About

Biff Crabbe

I’m a retired teacher who spent his career working with children who either had difficulty in engaging with the education system into which they had been compulsorily enrolled (and who tended to resent that fact) and / or who struggled to learn in the way that the learning process was presented to them, particularly in becoming literate and numerate.

For much of my career – and certainly since 1988 – my sense has been that there is a dearth, or possibly a total absence, of positive reasons as to why formal state education is organised as it is.  Much of it seems to be arranged for the grim satisfaction of government rather than for the primary benefit of children and families.

The longer I taught, the greater the sense I had that I and we have been ‘educonned’.

I taught first in a Community Home with Education on the premises – which would have been designated as an ‘approved school’ in earlier times, a residential institution for children who had committed offences or had been deemed to be ‘beyond parental control’.  Subsequently I taught in a mainstream secondary school for nearly 20 years, many of them as Special Educational Needs Coordinator (SENCO) and Head of Learning Support.

Over time  – and watching the very different ways in which my three children found their path to literacy – I became particularly interested in teaching literacy (and numeracy) to those children who, for whatever reason, had not grasped that which the system expected them to have done. Along that path I completed a specialist teaching qualification with the British Dyslexia Association.

For several years I worked for a wonderful charity, IPSEA, initially as a telephone advice line volunteer and subsequently in setting up an email information service.  IPSEA provides parents with free legally based advice about how to manage the SEN(D) system (Special Educational Needs and Disability) in securing the right support for their children.

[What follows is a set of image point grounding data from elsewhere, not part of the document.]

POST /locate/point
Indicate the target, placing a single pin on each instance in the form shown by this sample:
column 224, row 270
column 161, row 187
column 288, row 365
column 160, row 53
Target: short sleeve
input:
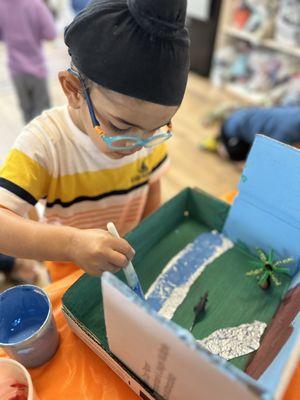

Thereafter I worked for a Local Authority service coordinating and arranging education for children with (broadly) medical needs – including emotional and mental health challenges – who were unable to attend school, and taught many of them.  What struck me often was that while the default aim was to support each child’s return to school, that aim was not always obviously in the child’s interests.

Teaching children on a one-to-one basis, even those children who are resistant to engaging with learning, is the purest form of teaching that I ever experienced.  This is because it provides the opportunity to tailor the curriculum that you offer almost entirely to what the child most needs to learn at this point in their learning development (and to some extent to what the child is interested in learning about).  In this my approach to teaching could be regarded as happily subversive, because it was completely counter to the essence of the formal education system, which isn’t remotely interested in children’s learning needs or their individual learning development: it has already decided what, when and how they will be taught.

I’m also an enthusiastic photographer. Images that appear on this site may sometimes illustrate the content – and may sometimes just be there because I like them. Any comments suggesting that I should stick either to writing or photography, or neither, will be ruthlessly moderated.